This piece was originally written to help non-technical internal audiences better understand how open-source interacts with traditional procurement processes in the Enterprise. If you’re a technical person looking for some literature to help your organisation understand the impact open-source has on it or are a non-technical person looking to gain an understanding of the same - then this piece is hopefully for you.

What is Open-Source Software?

From Wikipedia:

Open-source software (OSS) is computer software that is released under a license in which the copyright holder grants users the rights to use, study, change, and distribute the software and its source code to anyone and for any purpose. Open-source software may be developed in a collaborative public manner. Open-source software is a prominent example of open collaboration, meaning any capable user can participate online in development, making the number of potential contributors’ indefinite. The ability to examine the code facilitates public trust in the software.”

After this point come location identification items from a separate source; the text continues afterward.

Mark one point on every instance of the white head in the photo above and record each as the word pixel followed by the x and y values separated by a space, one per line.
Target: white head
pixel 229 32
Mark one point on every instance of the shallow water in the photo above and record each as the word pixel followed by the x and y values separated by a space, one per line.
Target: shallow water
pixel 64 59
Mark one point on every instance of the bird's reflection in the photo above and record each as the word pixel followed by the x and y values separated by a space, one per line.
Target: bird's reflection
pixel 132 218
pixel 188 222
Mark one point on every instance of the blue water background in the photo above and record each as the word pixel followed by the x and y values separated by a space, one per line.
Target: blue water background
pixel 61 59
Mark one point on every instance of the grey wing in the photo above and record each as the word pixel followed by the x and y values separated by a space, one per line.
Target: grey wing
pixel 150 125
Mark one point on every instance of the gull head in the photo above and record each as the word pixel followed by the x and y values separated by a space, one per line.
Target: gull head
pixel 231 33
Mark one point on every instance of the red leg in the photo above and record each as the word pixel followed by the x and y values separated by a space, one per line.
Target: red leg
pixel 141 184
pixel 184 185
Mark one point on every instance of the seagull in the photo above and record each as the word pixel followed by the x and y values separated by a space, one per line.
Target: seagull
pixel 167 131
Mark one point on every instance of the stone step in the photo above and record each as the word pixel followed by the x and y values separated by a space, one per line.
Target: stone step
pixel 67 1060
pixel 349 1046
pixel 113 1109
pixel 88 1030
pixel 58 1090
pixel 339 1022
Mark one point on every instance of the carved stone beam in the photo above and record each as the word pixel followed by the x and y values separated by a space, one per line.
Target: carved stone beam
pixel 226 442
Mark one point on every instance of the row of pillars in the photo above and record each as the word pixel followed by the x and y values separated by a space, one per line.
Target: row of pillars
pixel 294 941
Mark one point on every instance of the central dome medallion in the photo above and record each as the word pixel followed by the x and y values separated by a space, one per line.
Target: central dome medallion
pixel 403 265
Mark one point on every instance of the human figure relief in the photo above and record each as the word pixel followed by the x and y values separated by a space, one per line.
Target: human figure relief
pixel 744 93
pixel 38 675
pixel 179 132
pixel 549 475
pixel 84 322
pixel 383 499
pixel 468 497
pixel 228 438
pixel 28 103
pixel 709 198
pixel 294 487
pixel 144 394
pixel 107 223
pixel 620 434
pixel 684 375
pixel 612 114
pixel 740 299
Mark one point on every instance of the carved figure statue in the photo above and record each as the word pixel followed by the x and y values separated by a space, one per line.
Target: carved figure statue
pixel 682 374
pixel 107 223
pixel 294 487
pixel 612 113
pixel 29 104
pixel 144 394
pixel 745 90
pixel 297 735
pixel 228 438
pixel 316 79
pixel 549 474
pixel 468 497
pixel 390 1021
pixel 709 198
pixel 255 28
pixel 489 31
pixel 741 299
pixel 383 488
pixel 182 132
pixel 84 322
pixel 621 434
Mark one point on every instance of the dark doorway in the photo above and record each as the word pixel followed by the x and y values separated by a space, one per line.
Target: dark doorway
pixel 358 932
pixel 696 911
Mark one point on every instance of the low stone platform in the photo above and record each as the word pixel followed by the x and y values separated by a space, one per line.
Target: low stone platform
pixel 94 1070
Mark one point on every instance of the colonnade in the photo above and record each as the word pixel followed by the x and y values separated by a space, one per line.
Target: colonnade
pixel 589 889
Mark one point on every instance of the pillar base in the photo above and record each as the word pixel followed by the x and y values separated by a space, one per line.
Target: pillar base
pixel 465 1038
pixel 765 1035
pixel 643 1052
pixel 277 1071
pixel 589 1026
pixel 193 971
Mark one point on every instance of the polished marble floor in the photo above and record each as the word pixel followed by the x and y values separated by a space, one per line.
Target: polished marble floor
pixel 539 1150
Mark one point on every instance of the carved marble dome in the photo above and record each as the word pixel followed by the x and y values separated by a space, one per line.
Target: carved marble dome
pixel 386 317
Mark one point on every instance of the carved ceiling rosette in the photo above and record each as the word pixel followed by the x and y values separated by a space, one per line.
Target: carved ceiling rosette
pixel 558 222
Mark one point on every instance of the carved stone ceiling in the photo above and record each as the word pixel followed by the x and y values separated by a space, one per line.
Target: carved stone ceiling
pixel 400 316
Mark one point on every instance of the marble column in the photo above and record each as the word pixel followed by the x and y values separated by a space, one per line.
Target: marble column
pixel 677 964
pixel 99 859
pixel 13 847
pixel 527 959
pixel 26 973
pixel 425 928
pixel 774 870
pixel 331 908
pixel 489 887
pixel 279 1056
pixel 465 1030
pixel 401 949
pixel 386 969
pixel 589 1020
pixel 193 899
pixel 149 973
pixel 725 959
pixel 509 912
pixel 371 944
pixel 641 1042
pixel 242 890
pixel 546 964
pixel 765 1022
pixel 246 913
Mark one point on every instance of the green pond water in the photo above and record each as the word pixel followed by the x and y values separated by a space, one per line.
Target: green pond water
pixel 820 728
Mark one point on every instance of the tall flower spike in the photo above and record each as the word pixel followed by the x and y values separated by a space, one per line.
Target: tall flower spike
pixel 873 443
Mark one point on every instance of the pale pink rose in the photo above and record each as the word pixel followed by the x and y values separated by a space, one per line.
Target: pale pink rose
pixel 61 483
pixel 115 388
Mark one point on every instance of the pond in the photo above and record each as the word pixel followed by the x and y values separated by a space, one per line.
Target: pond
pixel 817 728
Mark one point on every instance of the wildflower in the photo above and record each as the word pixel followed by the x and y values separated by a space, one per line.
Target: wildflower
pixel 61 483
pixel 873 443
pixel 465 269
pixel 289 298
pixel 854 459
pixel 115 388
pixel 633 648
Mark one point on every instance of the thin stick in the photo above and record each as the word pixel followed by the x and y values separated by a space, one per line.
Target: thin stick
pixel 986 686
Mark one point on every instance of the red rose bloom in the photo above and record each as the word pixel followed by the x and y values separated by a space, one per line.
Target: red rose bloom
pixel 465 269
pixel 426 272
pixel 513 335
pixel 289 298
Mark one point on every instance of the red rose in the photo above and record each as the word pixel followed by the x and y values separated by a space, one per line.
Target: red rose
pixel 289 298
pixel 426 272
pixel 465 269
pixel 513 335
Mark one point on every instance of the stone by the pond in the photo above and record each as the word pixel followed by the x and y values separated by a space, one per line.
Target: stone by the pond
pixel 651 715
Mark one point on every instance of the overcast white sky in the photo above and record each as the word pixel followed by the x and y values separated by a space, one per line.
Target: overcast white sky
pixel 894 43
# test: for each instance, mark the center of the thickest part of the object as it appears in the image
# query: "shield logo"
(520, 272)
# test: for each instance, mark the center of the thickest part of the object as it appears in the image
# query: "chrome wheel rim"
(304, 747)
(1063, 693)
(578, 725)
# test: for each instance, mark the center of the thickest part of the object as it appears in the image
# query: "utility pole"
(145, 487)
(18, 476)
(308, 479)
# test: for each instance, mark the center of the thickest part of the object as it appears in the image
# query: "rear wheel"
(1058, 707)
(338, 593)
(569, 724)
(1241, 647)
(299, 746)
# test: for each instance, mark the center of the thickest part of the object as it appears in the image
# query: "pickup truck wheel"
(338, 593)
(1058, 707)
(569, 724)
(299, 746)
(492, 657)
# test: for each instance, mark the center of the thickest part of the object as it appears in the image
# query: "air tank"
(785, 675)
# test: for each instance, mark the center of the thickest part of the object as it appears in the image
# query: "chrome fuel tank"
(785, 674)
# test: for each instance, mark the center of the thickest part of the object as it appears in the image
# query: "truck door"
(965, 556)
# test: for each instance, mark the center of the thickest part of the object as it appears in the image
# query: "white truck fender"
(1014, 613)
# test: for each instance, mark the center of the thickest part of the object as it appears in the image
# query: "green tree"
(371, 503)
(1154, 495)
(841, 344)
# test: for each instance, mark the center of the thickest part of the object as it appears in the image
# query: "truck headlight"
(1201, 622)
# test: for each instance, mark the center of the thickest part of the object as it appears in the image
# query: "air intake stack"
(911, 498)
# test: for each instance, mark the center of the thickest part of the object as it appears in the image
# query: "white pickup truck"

Open-source software is an exceptionally prominent type of software in the world today, with many languages, frameworks, and even programming tools being open source.

Open-source projects are mostly maintained by groups of volunteers often with corporate sponsorship or managed by companies, who provide the software to sell either consulting or support contracts.

In its most common form, open-source software is shipped as software libraries that can be incorporated into your own applications, by your own programmers.

Open-Source Software and Your Applications

Even if you’re not aware of it, most organisations use tens to hundreds of thousands of open-source libraries in the software that they build. This is the default position in technology - to labour the point - the world’s most popular web framework, React - which many organisations build all this webapps in - is both open-source, and depends on 1391 additional open-source packages. So, to build any of those web applications, just to start, would be using 1392 open-source packages. For every website.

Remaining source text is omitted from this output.